Information technology'due south important to understand that this scheme leads to larger unoptimised builds. Although it's remarkably rare to not optimise your code, without optimisation inline functions are not reduced and your code volition grow.
There are still means to abuse this scheme. Y'all tin pass the wrong bitset to the wrong register, for example. But information technology's an order of magnitude harder to go annihilation wrong.
A pocket-sized sprinkling of template code allows united states to avoid repeated definition of bitRead / bitWrite . This is shown in Listing 11.

Conclusion

OK, this isn't rocket science, and at that place'south no scary template metaprogramming in sight (which, if you lot've seen the average embedded developer, is no bad affair!) But this is a robust technique that exploits a number of C++'s features to provide prophylactic and efficient hardware register access. Not simply is it supremely readable and natural in the C++ idiom, it prevents many common register access bugs and provides extreme flexibility for hardware access tracing and debugging.
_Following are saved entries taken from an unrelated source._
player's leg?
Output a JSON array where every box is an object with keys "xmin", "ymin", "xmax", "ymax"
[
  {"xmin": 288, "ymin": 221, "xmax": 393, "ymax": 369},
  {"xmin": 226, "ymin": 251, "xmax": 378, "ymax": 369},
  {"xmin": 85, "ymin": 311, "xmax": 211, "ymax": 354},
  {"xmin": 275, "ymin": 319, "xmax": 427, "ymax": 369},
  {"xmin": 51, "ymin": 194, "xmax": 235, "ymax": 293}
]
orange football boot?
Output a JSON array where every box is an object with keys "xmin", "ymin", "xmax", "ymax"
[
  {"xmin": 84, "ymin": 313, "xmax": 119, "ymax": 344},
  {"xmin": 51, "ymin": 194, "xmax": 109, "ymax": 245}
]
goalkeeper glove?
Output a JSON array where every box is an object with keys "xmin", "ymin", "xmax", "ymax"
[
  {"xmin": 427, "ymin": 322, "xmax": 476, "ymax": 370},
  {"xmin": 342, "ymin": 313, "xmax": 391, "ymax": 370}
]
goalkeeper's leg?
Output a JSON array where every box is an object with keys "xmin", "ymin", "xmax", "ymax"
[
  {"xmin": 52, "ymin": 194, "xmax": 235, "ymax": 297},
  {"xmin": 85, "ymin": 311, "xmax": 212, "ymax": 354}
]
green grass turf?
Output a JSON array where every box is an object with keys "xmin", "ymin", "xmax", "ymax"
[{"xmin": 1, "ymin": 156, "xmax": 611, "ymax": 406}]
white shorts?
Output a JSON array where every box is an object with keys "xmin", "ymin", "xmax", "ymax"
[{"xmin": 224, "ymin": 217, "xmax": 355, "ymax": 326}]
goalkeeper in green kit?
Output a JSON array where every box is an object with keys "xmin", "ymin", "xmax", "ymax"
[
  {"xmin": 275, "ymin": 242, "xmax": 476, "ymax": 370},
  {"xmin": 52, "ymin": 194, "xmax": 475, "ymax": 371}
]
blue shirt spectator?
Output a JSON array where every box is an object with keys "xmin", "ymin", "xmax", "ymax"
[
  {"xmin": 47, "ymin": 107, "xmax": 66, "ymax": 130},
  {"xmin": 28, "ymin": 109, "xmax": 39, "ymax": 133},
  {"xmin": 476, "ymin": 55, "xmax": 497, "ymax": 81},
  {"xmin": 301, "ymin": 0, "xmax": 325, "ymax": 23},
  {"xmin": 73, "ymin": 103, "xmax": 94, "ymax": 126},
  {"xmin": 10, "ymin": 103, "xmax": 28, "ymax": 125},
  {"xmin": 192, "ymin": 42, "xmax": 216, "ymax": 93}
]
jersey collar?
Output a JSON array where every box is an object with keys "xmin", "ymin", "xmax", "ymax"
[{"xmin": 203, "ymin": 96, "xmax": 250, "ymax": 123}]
I have a number of proto-extensions to this scheme to make it more generic (using a healthy dose of template metaprogramming, amidst other things). I'll gladly share these ideas on request, but would welcome some discussion about this.

Do Overload readers run into any ways that this scheme could be extended to make it simpler and easier to utilize?

^{[ 1 ]} Full general Purpose Input/Output - assignable control lines not specifically designed for a detail data bus.